Um das Selbstverständnis der Gründungsmitglieder der Ur- und frühgeschichtlichen Arbeitsgemeinschaft in Fritzlar zu begreifen, ist es nützlich auf die "Pionierzeit" ihrer organisierten Tätigkeit zurückzublicken. Dabei wird deutlich, daß ihr auch schon bislang historisches Interesse, das z. T. weit in die Zwischenkriegszeit (bei August Boley und Willi Mathias sogar bis vor den 1. Weltkrieg) zurückreichte, durch ihre Erfahrungen des 3. Reiches sicher mitgeprägt worden ist. Das bedeutete aber ihren weiterhin aufmerksamen Blick zunächst möglichst weit von "Rassen", "Ariern" und "Germanen" zu richten. Mit der Steinzeit und Eiszeit hatte sich bislag (von Fritz Rödde, Felix Pusch und Adolf Luttropp vielleicht ein-mal abgesehen) kaum jemand ensthaft beschäftigt. Bei Walter Knapp und Alfred Klisch war die Berührung mit geologi-schen und naturwissenschaftlichen Phänomenen beruflich bedingt. Daher ist das hier im Jahre 1956 veröffentliche Lob von Prof.
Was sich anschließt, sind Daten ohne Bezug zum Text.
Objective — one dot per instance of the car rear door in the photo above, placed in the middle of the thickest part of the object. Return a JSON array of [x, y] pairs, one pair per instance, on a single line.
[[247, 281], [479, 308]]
Jacobshagen (der ja seine eigene bemerkenswerte Forscherlaufbahn aufwies) nicht nur eine erste, nicht nur er-strebte Bestätigung sondern bedeutet auch einen Anschub und Auftrieb von kompetenter professioneller Seite, der Sicherheit gab und genug Anstoß bot weiter und voran zu arbeiten. Tatsächlich wurde dann im Laufe der nächsten Jahrzehnte die Sammlung in Fritzlar in Nordhessen eine der bedeutensten uns angesehensten nach dem Ottoneum und dem Landesmuseum in Kassel. Die Zusammenarbeit mit Prof. Bosinski, Universität Köln, Monrepos, seinen Schülern und anderen Vertretern, auch international, war daher sicher kein Zufall.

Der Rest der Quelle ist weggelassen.